Entre los viejos periodistas que tuve la fortuna de conocer, la ruta Pyongyang – Pekín – Praga – Harare – La Habana, era más célebre que el Camino de Santiago.
En el frescor de santuarios de la cultura como “El Nivel” (arteramente desmantelado por los templarios de la UNAM), el “Bar Negresco” y “La Castellana”, escuché de queridos amigos, hoy enviados especiales al más allá, aventuras en Corea del Norte que dejaban chiquito a Ulises y hacían de Miguel Strogoff un mandadero.
Y supe de espectaculares hazañas del Amado Líder. Recuerdo dos en particular.
En la provincia de Hwanghae, Kim Il Sung visitaba a floricultores en crisis por la sequía, la falta de créditos y la competencia desleal de los odiados conservadores y capitalistas, únicos causantes de los males presentes. El líder comprendió que el problema no era económico, de producción o del clima, sino del deterioro del celo revolucionario.
Así que los arengó y su homilía revivió la llama de la revolución, con lo que las flores se multiplicaron y medraron en color y perfume.
Poco después se presentó en una cooperativa editorial en donde encontró un panorama sombrío. Las revistas y periódicos perdían lectores; los libros languidecían en los anaqueles. De nuevo el gran hombre detectó las causas: los redactores, los fotógrafos, los poetas y los diseñadores habían caído en la autocomplacencia y en el personalismo pequeñoburgués.

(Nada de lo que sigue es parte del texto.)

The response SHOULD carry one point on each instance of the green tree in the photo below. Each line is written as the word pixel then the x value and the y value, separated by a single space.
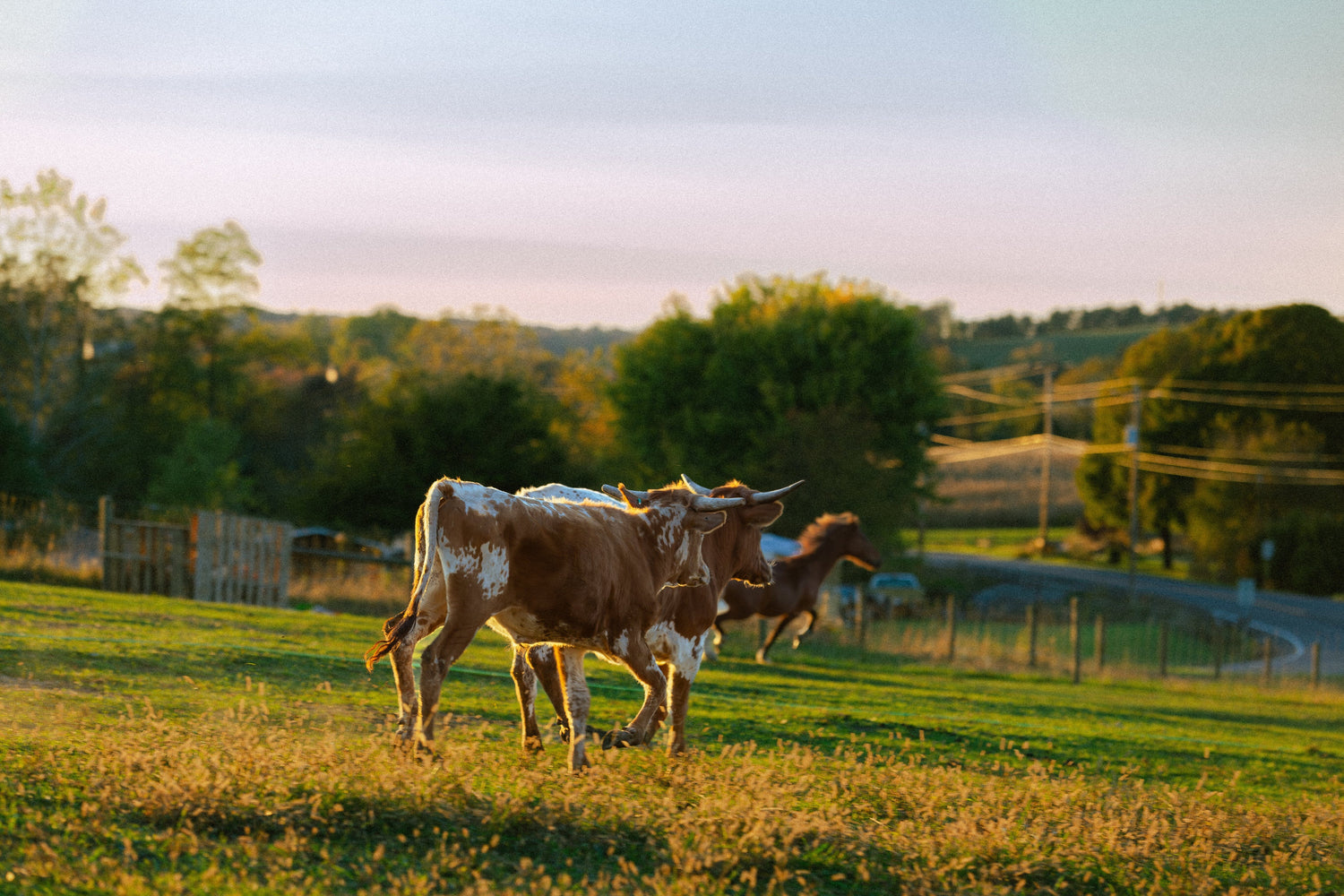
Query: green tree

El Amado Líder procedió a corregirlos y como padre amoroso los llevó por el camino de la autocrítica revolucionaria, con lo cual regresaron al mercado y capturaron lectores en las provincias más alejadas.
Así que más respeto a las nostalgias revolucionarias, señores analistas.

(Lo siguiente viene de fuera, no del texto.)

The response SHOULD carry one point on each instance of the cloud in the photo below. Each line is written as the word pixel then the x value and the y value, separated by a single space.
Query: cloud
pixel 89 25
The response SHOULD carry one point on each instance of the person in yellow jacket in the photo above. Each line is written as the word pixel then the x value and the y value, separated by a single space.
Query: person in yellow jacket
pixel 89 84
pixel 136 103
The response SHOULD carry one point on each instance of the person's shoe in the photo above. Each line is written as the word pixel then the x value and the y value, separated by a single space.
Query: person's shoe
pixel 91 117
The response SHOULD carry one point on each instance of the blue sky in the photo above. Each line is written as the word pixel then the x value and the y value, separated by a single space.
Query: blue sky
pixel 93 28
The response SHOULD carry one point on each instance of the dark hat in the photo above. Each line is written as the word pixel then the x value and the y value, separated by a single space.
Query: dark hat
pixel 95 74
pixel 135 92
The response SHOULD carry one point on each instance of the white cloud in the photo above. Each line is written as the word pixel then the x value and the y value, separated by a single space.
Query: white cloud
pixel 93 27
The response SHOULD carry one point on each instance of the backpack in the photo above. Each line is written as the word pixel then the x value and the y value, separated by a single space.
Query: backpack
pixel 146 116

También recupero un video que muestra a cuatro marines en Afganistán orinando sobre cadáveres de supuestos talibanes, episodio que puso a los fariseos del planeta con el grito en el cielo.

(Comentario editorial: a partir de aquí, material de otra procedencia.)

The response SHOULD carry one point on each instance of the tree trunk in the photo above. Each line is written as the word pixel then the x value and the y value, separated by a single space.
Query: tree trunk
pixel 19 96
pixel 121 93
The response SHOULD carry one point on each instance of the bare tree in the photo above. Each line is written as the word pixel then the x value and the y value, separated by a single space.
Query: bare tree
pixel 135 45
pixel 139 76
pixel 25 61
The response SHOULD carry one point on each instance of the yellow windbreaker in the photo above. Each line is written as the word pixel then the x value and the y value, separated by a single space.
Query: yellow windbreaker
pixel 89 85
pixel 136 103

Dura poco menos de un minuto, y en el audio se alcanzan a escuchar las risas de los jóvenes. Uno de ellos dice que “a esos compas les hacía falta una ducha”, mientras se sube el zíper y se aleja satisfecho por el deber cumplido.
En Washington, los funcionarios del gobierno que ordenó la invasión, los legisladores que aprobaron los millones de dólares que costó, los mandos que llevaron a miles de jóvenes a la muerte y los supervisores de Abu Ghraib y Guantánamo en donde se torturaba a los revolucionarios, se mesaron los cabellos y se rasgaron las túnicas por el brutal espectáculo.
Todo porque unos muchachos de Alabama o Kentucky que no terminaron la high school se comportaron como millones de sus compatriotas wasp que ven en los demás pueblos a seres inferiores dignos de ser meados.
¿Exagero? Creo que no. Seguro estoy que esos chicos acabaron en una celda de Fort Bragg preguntándose qué fue lo que hicieron mal.
Después de todo eran herederos de valerosos soldados como el coronel John Pickett, enviado a México en 1863 por el presidente confederado Jefferson Davis. Este mentecato, antecesor en línea directa de Donald Trump, reportó que los mexicanos éramos “una raza de mandriles degenerados… ladrones… asesinos… villanos y parias…”.
Además expuso las enormes ventajas que la Confederación obtendría de los ilimitados recursos agrícolas y minerales de México, así como de la posesión de la invaluable vía del Istmo de Tehuantepec… “Los españoles”, explicó, “son ahora nuestros aliados naturales y en alianza con ellos podemos tomar posesión del Golfo de México y llevar a cabo el reparto de este magnífico país”.
O quizá se sintieran descendientes del presidente con apodo de osito, Teddy Roosevelt, quien al referirse a quienes pedían respeto a los pueblos originarios que eran masacrados en África dijo muy campante: “Es verdaderamente estúpido, inmoral y perverso […]. Todos los seres humanos con mentalidad sana y amplia deben rechazar la idea de que esos continentes se deben reservar para las tribus dispersas y salvajes, cuya vida es poco más o menos tan sin sentido, miserable y feroz que la de las bestias con las que conviven”.
El padrecito Stalin y el tío Adolfo habrían suscrito sin chistar esta idea. Así que ¿por qué tanto escándalo por unos pobres muchachos en uniforme que sólo repetían una conducta aprendida?